The Dorrs aren't the only ones to have used Facebook to organize protest groups in recent days. A similar, though apparently unaffiliated, network of Facebook groups pledges to "retain our liberty by organizing in large numbers and commanding the attention of our legislators and governor."

Like the Dorrs' network, this one also used copied and pasted language for each state-focused page. In one example targeting Illinois, the group's description appeared to retain references to Michigan when the remainder of the bio was targeted at Illinois residents.

"Our mission is to set a nationwide example by proving the people of Michigan are resilient, courageous, intelligent, and our liberty is valuable," the description read. "We can overcome Covid-19 without putting Illinoisans out of work and further damaging our economy."

Similar pages have been established targeting Indiana, Kentucky and Michigan residents.
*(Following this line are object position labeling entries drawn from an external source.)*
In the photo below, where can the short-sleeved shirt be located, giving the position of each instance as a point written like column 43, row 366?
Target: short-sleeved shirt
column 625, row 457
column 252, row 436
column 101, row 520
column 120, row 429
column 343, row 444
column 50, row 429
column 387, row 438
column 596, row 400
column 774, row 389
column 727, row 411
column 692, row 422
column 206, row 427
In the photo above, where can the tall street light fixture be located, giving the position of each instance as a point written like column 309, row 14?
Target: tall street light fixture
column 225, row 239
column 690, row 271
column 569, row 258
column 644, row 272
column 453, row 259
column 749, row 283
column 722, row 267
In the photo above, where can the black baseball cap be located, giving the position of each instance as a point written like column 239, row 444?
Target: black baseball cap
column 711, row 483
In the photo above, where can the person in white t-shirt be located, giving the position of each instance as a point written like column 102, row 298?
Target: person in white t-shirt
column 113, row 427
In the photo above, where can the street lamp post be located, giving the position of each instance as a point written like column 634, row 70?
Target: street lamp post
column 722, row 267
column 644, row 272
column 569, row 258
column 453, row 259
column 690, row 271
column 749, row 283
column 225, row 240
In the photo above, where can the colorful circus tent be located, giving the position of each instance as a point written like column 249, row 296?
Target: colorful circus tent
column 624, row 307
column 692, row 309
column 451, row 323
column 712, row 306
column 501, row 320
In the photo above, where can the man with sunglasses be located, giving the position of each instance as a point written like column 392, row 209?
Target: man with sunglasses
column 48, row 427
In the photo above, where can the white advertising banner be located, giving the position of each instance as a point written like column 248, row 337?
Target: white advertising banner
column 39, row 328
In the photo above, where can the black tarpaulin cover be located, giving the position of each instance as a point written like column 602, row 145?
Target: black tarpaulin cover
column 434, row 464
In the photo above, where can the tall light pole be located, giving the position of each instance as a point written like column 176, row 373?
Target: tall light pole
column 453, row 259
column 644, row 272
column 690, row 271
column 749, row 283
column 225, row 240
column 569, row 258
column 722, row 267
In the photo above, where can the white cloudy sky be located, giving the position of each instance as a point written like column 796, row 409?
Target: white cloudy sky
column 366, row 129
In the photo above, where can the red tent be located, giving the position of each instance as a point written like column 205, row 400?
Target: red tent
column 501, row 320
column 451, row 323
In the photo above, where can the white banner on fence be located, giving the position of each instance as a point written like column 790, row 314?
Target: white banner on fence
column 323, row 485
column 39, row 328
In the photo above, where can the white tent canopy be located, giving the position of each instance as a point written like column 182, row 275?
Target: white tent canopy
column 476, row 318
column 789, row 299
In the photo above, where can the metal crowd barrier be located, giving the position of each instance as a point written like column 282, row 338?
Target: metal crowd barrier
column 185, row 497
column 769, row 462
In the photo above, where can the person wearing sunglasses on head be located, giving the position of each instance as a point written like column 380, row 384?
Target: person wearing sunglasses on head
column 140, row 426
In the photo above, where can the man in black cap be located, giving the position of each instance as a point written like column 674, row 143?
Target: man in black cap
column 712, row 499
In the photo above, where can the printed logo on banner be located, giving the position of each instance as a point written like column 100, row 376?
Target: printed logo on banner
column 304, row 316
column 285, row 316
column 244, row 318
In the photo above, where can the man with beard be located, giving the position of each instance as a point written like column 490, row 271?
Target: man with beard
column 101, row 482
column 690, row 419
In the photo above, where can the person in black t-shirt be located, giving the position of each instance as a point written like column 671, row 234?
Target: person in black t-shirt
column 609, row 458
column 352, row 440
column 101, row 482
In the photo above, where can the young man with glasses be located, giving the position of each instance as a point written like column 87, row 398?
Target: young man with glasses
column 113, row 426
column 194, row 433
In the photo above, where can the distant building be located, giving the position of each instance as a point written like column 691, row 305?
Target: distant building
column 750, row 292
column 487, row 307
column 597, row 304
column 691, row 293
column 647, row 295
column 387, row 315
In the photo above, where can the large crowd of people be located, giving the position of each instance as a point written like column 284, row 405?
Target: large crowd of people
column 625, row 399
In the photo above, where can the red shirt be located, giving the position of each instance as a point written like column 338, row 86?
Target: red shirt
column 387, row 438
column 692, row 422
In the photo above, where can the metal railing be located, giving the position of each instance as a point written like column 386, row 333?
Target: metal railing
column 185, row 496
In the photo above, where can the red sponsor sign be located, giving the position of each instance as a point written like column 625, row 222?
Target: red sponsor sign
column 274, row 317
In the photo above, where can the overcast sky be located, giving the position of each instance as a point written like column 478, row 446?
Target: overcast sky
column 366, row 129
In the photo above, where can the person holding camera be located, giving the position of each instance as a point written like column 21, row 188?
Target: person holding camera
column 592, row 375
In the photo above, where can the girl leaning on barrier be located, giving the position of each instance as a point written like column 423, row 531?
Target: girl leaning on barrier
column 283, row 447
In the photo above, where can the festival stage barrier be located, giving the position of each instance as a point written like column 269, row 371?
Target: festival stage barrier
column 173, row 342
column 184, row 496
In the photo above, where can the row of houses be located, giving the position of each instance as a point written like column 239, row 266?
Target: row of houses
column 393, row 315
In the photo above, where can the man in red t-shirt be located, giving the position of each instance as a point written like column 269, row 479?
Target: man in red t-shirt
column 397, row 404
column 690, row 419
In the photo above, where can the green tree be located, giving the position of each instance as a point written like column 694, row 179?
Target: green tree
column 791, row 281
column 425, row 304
It was not immediately possible to determine whether those groups emerged organically or if they were the result of a coordinated effort. The Michigan group, Michiganders Against Excessive Quarantine, was first created on April 9. It now has over 365,000 members.

In response to consultation with governments in California, New Jersey and Nebraska, Facebook is removing certain pages promoting the protests, the social media giant told CNN on Monday.
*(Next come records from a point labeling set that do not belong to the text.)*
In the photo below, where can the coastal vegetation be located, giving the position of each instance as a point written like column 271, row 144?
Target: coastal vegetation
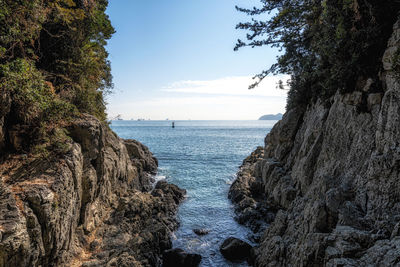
column 53, row 65
column 327, row 45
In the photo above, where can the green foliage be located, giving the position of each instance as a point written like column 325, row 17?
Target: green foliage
column 53, row 63
column 328, row 45
column 33, row 100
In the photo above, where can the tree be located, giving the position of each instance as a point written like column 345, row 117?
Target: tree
column 53, row 62
column 328, row 45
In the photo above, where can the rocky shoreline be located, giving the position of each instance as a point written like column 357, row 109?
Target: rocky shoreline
column 329, row 174
column 93, row 206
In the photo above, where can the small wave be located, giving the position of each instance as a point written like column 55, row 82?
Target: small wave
column 159, row 178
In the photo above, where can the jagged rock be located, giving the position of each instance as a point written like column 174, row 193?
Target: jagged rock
column 235, row 250
column 201, row 231
column 86, row 208
column 138, row 151
column 179, row 258
column 330, row 174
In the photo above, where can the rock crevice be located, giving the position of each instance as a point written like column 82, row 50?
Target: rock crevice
column 329, row 175
column 89, row 207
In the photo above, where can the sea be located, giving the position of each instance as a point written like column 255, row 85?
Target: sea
column 202, row 157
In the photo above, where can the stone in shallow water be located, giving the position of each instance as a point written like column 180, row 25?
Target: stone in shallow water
column 178, row 258
column 235, row 250
column 198, row 231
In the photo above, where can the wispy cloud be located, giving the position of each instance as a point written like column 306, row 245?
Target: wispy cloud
column 225, row 98
column 230, row 86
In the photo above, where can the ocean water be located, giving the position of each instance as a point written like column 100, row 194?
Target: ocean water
column 202, row 157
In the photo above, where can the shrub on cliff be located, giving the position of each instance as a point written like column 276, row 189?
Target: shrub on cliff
column 53, row 62
column 328, row 45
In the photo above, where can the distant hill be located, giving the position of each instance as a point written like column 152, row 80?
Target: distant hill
column 271, row 117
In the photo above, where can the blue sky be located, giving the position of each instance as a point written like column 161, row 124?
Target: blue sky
column 174, row 59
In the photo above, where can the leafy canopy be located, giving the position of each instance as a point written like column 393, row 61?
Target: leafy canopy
column 53, row 61
column 328, row 45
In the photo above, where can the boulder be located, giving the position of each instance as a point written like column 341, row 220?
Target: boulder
column 235, row 250
column 179, row 258
column 202, row 231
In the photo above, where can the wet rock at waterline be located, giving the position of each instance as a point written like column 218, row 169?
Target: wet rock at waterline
column 89, row 207
column 235, row 250
column 200, row 232
column 179, row 258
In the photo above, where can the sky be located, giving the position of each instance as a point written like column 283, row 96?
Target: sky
column 174, row 59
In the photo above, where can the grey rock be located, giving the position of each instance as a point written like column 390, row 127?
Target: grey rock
column 235, row 250
column 330, row 176
column 179, row 258
column 201, row 231
column 89, row 207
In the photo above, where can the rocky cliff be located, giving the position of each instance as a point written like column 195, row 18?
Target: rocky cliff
column 329, row 174
column 92, row 206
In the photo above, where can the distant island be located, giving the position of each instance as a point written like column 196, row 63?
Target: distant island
column 271, row 117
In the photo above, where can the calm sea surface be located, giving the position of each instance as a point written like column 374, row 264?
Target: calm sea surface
column 202, row 157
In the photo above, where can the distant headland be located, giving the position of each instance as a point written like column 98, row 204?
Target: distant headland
column 271, row 117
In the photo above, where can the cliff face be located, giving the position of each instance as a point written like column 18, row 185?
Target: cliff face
column 90, row 207
column 331, row 174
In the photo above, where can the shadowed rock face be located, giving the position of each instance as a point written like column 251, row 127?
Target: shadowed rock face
column 89, row 208
column 331, row 175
The company could soon do the same for similar event pages focused on Wisconsin, Ohio, Pennsylvania and New York, as the company seeks answers from those states as to whether protests challenging the lockdowns are prohibited under governmental guidelines, said Andy Stone, a company spokesman.

"Unless government prohibits the event during this time, we allow it to be organized on Facebook. For this same reason, events that defy government's guidance on social distancing aren't allowed on Facebook," said Stone.

Nebraska's government was not aware of any specific anti-quarantine events and did not request that Facebook remove event pages, according to Taylor Gage, a spokesman for Republican Gov. Pete Ricketts.

There are some protests that appear more independent, including Sunday's event at the Washington state capitol in Olympia. Organizer Tyler Miller, a county-level GOP committee member, last month created a Facebook page that has far fewer members than the more coordinated groups elsewhere. Miller told CNN he has not been in touch with other protest organizers around the country.

"There's no funding behind this. There's no man behind the curtain," Miller said. "This is me, I've been very transparent of who I am and what I represent."